Ada sesuatu yang mengusik hati Pratiwi, ada sesuatu norma yang telah ia langgar. Ada kemarahan Dewi Sri yang tidak Pratiwi dengar meski wujud kemarahannya sudah jelas dibuktikan lewat padi-padi yang gagal tumbuh.

Apakah aku seorang penganut Hindu yang taat sedangkan aku menyerahkan sawah untuk tambang? Aku tidak bisa berkutik di hadapan anakku dan aku tidak bisa menolak permintaannya, itu sebabnya aku berada di persimpangan jalan.

***

“Jadilah perempuan, dan seorang ibu pertiwi yang menyayangi dan merawat bumi. Seorang ibu seperti layaknya bumi ibu pertiwi. Ia melahirkan sebuah alam yang indah, dan kamu seorang perempuan harus menjaga dan merawat anak dengan penuh kasih sayang. Bumi pertiwi sudah memberikan kita anugerah sumber daya alam yang melimpah, jagalah sebagaimana nanti kamu menjaga anakmu. Itulah sebabnya kami menamaimu Pratiwi supaya kelak kamu selalu menjadi ibu bumi pertiwi. Jangan pernah lupa pesan biang ketika kamu sudah menyatu dengan bumi Kalimantan!” ucap Ni Luh Ayu Pertami, ibunda Pratiwi kembali terngiang-ngiang di kepalanya. Seingat Pratiwi, apa yang diucapkan ibunya itu adalah nasihat terakhir ibunya sebelum Pratiwi dan Putu, suaminya berangkat merantau jauh, mengikuti program transmigrasi yang digadang-gadangkan Bapak Pembangunan.
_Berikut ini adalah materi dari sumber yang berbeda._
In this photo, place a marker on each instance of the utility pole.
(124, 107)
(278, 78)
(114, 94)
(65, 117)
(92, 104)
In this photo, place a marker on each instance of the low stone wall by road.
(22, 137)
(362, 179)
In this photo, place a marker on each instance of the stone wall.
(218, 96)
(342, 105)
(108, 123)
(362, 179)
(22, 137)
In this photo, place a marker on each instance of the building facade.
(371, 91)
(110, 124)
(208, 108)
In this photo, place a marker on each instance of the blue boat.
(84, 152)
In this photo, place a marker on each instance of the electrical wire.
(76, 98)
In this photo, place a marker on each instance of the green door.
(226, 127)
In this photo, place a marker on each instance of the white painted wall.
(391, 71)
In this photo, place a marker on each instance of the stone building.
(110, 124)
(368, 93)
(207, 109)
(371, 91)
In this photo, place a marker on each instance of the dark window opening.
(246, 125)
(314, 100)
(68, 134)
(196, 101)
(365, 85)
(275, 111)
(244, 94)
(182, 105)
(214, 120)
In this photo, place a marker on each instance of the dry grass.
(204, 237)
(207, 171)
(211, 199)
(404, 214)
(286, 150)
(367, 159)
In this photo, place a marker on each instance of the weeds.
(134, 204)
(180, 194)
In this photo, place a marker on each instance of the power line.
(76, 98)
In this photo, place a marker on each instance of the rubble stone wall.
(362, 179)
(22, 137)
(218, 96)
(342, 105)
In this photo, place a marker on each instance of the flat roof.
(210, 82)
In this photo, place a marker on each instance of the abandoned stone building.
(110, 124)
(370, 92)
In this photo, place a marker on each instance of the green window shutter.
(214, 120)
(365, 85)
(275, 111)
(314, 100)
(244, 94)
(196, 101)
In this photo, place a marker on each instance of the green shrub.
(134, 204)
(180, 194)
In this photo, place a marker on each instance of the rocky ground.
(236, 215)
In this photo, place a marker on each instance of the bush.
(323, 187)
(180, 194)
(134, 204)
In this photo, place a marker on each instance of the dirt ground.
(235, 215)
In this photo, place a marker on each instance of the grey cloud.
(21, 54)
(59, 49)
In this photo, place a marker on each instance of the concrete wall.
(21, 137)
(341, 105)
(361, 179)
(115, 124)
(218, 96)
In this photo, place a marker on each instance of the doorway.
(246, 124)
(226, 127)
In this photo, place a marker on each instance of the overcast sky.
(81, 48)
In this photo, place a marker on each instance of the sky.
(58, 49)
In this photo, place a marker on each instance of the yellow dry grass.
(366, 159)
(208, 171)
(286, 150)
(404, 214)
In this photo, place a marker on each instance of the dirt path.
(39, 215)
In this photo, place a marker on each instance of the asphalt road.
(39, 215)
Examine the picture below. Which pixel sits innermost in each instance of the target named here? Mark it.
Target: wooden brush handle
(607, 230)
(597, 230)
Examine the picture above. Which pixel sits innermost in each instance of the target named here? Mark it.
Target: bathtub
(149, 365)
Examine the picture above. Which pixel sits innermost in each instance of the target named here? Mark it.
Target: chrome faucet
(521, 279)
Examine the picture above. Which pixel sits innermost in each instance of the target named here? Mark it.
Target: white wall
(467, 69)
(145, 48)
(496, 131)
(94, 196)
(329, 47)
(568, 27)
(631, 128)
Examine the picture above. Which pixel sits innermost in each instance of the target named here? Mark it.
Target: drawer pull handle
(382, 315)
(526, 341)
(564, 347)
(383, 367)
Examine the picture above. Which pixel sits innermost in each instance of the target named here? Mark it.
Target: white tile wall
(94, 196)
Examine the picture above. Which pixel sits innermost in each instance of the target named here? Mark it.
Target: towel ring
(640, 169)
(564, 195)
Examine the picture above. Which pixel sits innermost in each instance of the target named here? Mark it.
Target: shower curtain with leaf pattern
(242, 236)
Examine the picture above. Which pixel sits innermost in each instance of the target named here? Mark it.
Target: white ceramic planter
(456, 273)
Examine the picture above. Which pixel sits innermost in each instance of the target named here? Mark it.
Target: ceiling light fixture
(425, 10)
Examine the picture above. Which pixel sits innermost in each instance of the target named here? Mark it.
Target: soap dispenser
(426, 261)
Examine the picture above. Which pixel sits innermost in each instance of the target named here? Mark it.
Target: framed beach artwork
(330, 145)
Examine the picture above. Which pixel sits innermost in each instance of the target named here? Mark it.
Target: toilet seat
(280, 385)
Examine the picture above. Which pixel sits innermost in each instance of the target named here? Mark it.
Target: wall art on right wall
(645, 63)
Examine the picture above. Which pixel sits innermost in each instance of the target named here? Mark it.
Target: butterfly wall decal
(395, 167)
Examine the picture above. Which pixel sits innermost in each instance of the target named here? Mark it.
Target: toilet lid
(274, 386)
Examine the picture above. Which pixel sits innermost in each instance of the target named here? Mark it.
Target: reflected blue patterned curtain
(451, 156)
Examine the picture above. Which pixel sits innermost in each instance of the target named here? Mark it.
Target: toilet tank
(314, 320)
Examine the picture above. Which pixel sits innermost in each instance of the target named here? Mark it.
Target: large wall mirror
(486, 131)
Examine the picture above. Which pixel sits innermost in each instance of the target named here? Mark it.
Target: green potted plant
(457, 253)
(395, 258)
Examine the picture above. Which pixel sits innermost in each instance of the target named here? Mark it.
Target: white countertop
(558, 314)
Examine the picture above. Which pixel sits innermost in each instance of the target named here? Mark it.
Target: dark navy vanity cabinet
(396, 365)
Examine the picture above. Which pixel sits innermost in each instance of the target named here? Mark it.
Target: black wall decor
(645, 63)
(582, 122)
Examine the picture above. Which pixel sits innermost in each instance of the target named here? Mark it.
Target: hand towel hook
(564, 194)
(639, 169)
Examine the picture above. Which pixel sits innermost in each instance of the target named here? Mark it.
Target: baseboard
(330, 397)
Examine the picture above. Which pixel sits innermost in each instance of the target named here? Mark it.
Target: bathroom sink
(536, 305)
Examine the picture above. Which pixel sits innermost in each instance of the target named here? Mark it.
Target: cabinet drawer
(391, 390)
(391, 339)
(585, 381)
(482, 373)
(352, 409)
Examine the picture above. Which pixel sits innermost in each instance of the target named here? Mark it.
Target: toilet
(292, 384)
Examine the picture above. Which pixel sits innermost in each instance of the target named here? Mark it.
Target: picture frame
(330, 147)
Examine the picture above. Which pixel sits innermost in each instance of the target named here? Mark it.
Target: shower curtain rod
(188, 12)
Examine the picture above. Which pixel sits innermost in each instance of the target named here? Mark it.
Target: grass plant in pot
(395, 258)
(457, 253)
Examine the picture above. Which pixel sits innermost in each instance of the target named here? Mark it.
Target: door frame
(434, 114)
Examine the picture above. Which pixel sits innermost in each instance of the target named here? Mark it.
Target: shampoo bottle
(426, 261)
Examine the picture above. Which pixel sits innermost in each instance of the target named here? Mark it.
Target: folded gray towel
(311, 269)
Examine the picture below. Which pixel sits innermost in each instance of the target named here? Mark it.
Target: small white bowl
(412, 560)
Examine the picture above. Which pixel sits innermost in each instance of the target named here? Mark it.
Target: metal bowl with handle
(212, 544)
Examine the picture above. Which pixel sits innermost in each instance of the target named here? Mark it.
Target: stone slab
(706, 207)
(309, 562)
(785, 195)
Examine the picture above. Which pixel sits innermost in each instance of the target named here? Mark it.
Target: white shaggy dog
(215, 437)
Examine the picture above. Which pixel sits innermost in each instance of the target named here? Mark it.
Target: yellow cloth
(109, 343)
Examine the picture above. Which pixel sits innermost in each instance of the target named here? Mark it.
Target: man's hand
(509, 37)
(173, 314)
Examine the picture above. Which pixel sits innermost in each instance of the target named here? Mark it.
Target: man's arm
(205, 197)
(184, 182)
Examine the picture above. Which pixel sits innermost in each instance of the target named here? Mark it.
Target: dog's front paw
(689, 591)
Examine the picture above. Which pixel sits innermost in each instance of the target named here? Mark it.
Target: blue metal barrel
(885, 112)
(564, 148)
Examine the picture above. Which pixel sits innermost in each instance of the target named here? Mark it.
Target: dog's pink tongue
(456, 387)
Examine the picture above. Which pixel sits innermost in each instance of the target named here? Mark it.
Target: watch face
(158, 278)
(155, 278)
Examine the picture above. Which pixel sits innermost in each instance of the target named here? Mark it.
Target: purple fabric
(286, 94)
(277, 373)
Mulanya Pratiwi menolak ajakan Putu untuk pergi ke Kalimantan. Pratiwi terlalu mengkhawatirkan banyak hal. Kalimantan dan Bali jelas dua pulau yang berbeda. Bahkan Pratiwi saja belum pernah menginjakkan kakinya di tanah Jawa, lantas bagaimana ia bisa bertahan di Kalimantan. Putu memberi Pratiwi keyakinan dan motivasi. Putu selalu bilang bahwa semua akan baik-baik saja. Di Kalimantan sana, pemerintah menjanjikan sawah dan rumah bagi mereka yang mengikuti program transmigrasi. Pasutri yang baru menikah itu tidak perlu lagi menumpang di rumah orangtua dengan dua puluh empat penghuni di dalamnya.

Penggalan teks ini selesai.